The shared position is atypical, and sources said that Meads became less directly involved with merchandising, a role at which she excelled. Before Meads joined Aéropostale three years ago, boxy sweatshirts and traditional cotton T-shirts lined the store’s shelves. Meads infused the brand with a trendy sensibility while keeping prices low.
“The co-ceo arrangement seemed awkward, but the departure of Mindy Meads was unexpected nonetheless,” said FBR Capital Markets analyst Liz Dunn. “On her watch, the company saw rapid expansion in its [comparable-store sales] and margins.”
But the retailer reported weaker-than-expected third-quarter earnings, due in part to softness in women’s fashion.
Morgan Stanley’s Kimberly Greenberger, said, “Most likely, she’s going to another opportunity. Why would she leave a co-ceo spot?”
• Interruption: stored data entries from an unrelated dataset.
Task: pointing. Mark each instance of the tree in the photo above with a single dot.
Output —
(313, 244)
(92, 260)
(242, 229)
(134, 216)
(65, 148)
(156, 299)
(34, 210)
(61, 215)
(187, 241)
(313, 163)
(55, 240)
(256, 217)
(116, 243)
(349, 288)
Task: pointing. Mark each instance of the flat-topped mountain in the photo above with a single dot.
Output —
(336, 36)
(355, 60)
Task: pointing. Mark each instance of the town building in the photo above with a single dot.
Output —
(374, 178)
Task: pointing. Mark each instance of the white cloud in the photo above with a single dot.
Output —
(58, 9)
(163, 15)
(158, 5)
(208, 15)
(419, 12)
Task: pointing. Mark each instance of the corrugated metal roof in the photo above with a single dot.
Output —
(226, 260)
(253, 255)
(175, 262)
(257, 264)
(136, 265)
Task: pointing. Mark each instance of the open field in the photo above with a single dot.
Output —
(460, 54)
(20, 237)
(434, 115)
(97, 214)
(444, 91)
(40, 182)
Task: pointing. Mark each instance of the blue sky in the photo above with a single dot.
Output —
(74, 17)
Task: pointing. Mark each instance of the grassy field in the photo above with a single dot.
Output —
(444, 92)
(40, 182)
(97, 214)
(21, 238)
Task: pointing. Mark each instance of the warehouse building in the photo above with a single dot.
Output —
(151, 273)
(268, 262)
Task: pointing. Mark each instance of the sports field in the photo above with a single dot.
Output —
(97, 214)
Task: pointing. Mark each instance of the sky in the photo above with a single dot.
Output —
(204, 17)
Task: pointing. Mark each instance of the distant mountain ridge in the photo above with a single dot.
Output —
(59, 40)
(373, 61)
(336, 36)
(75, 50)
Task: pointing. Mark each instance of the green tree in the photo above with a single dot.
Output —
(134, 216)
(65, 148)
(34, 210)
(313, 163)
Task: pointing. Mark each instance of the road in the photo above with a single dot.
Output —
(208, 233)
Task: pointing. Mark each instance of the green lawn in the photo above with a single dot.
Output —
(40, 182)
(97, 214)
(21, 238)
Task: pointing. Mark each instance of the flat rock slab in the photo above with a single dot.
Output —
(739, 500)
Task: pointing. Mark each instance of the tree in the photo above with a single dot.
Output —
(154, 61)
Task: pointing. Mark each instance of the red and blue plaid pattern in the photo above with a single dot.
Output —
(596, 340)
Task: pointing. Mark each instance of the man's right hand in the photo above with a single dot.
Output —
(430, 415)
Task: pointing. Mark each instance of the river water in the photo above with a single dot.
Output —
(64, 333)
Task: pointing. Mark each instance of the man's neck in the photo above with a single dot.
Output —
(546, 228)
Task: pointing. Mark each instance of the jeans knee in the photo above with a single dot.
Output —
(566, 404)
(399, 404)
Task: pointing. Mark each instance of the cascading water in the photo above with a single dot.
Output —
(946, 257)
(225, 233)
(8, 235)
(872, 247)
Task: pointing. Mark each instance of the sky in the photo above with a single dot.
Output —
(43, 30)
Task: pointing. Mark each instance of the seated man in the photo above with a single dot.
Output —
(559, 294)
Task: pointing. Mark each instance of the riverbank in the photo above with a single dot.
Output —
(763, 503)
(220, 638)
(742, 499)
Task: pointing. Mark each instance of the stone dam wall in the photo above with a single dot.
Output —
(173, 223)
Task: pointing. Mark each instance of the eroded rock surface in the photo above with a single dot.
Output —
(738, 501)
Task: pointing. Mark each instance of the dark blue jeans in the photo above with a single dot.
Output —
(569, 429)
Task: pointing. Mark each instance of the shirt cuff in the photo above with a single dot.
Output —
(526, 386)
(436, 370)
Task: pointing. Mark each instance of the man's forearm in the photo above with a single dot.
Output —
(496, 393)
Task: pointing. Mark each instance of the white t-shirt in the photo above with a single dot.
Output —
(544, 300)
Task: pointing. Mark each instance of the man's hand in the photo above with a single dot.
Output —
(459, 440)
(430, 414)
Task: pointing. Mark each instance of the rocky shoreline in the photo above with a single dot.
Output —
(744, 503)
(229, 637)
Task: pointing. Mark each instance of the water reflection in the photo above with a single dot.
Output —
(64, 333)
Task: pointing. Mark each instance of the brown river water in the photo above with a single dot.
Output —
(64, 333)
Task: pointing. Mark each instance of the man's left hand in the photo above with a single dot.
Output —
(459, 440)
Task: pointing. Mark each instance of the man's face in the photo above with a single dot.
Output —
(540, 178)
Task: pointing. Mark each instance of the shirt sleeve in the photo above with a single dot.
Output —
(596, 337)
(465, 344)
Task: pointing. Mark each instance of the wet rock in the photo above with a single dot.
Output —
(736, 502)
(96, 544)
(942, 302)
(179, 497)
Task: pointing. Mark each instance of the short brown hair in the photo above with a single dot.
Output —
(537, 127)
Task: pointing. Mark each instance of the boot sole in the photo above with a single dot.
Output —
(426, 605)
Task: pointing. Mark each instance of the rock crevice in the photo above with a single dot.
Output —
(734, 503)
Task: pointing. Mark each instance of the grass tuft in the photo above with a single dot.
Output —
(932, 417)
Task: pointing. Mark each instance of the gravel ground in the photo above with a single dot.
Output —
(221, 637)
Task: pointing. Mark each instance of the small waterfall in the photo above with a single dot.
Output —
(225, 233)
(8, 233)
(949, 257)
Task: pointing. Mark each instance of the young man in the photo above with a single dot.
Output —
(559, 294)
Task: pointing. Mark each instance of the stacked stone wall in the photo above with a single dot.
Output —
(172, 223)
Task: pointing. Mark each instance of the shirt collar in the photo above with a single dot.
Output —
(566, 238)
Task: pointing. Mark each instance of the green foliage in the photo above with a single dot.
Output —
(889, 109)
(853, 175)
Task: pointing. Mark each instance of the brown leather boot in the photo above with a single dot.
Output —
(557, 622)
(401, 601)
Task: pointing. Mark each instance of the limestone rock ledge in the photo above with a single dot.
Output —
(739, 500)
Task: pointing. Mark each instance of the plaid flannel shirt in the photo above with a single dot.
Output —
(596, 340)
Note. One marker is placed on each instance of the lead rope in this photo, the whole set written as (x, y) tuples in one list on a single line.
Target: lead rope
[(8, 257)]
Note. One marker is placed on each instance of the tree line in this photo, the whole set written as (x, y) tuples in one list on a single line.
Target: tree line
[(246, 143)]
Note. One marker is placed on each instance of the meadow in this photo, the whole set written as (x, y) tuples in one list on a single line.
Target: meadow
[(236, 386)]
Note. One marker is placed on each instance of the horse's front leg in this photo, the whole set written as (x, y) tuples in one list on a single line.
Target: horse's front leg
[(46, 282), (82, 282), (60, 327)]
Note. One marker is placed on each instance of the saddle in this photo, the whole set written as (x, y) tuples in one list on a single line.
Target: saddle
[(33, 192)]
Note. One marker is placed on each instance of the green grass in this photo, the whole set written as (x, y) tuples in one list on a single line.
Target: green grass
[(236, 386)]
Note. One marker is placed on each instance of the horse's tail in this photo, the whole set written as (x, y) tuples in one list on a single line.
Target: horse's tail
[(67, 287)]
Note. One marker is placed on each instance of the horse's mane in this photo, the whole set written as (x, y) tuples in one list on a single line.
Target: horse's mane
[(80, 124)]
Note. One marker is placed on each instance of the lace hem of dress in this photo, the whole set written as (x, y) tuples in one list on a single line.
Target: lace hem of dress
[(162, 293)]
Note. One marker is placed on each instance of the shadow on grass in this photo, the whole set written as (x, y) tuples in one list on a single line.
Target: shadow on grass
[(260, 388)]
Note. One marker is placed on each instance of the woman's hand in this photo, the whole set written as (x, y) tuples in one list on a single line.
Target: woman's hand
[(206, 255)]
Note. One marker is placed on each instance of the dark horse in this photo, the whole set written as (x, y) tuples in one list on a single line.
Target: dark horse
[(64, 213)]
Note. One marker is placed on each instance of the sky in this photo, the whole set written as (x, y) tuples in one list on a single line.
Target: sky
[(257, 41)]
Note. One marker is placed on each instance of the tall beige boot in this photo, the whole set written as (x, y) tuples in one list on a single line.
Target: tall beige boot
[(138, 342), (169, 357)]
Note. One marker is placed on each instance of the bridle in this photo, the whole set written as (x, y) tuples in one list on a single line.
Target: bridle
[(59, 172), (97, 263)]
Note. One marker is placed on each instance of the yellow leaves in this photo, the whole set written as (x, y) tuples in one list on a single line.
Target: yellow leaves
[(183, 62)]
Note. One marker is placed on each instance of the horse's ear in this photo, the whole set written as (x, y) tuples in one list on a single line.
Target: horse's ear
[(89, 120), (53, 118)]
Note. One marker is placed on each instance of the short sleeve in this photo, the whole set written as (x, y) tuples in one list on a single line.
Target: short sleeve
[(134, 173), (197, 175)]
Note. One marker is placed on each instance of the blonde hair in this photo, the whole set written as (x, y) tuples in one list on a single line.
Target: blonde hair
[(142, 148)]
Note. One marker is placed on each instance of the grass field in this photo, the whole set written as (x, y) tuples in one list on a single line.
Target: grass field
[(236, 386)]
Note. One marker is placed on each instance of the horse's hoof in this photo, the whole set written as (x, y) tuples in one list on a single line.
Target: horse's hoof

One source said Meads will take the rest of the month off before disclosing her plans. Some believe she’ll surface at a smaller firm where she can play a key role in building the firm into a brand powerhouse, a move that one consultant said plays to her key merchandising strengths. Some analysts believe Meads has secured a ceo post elsewhere.
According to a filing with the Securities and Exchange Commission, Meads has a non-compete agreement that begins in January and lasts 15 months. Meads’ separation deal stipulates that she will receive a salary through April 2011 and severance of $1.6 million.
Speculation is that Meads could take the helm at women’s retailer The Wet Seal Inc., a company that is in the market for a merchant-ceo. Calls to the retailer for comment were not returned by press time. Analysts also pointed to several misses’ retailers, such as Caché Inc., Coldwater Creek Inc. and Christopher & Banks Corp. that are looking for ceos and could be a potential landing spot for Meads.